Updated: Jul 28, 2021
Just because you're right doesn't mean I'm wrong. You just haven't seen life from my point of view.
Leaders judgments and lessons from the state of the union
Last night was the state of the union. While I watched it to form my own opinion, I've decided to withdraw from scrolling social media today. Why open the floodgates of negativity slung by leaders in both parties. Leaders, their media partners, and supporters armed to the teeth with the facts and their interpretation of them. It is their interpretation - aka the leaders' judgments- that has our country stuck on crucial issues. Unfortunately, this impasse due to leaders' judgment affects more than the government. It affects businesses around the globe.
It's true, the position of leadership does regularly require judgment calls. However, there is a critical difference between an intuitive decision and ego-centered disapproval. One moves an organization forward while the other leaves an organization stuck. Therein lies the lesson that leaders can take from design thinking — a lesson in empathy.
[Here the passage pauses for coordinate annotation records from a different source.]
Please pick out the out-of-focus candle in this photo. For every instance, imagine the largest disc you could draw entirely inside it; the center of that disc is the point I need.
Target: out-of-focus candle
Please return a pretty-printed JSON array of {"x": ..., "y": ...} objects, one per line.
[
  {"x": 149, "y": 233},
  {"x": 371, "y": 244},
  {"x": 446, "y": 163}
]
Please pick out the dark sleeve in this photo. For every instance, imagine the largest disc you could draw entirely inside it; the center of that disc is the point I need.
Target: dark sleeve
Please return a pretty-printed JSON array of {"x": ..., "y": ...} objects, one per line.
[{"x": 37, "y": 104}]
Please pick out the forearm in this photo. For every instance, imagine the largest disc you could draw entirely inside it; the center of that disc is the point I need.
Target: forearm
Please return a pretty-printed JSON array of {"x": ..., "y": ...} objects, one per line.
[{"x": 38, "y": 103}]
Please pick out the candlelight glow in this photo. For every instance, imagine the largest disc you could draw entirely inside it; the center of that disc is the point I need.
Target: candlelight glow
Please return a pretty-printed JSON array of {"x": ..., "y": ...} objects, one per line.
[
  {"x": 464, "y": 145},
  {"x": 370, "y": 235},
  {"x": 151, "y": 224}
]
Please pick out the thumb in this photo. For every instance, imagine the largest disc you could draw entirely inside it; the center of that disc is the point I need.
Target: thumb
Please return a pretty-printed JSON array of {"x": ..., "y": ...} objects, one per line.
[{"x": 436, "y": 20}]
Empathy - the first step in design thinking
The first step in the human-centered approach to solving problems known as design thinking is empathy. A stalemate ensues when we miss this important step. Without the first step, the path to innovation (progress) is difficult if not impossible. In a nutshell, empathy is the ability to understand the thoughts, feelings, and attitudes of another. Rather than agreeing with the person we, only need to understand why they might think, feel or believe the way they do. Granted there are many blogs, books, and even courses on the subject of empathy I want to offer a quick tip for shifting from judgment to empathy. And it comes with the questions we ask and emphasizing the why. Back to our political example. Here's an example of a question in the form of judgment vs. a question in the search for understanding.
Judgment question: This question is not really a question at all but implies judgment. They already have a preconceived answer in their mind. The opposition is uneducated, unaware, uninformed, or just downright stupid.
Why would they (the opposition) think like that!?!
Empathy question: Emphasis on why. Looking for understanding and reason behind why they think the way they do.
Why would they think like that?
The effective use of empathy opens communication and moves organizations forward on the path of innovation. Resulting in better people, better companies, and a better country.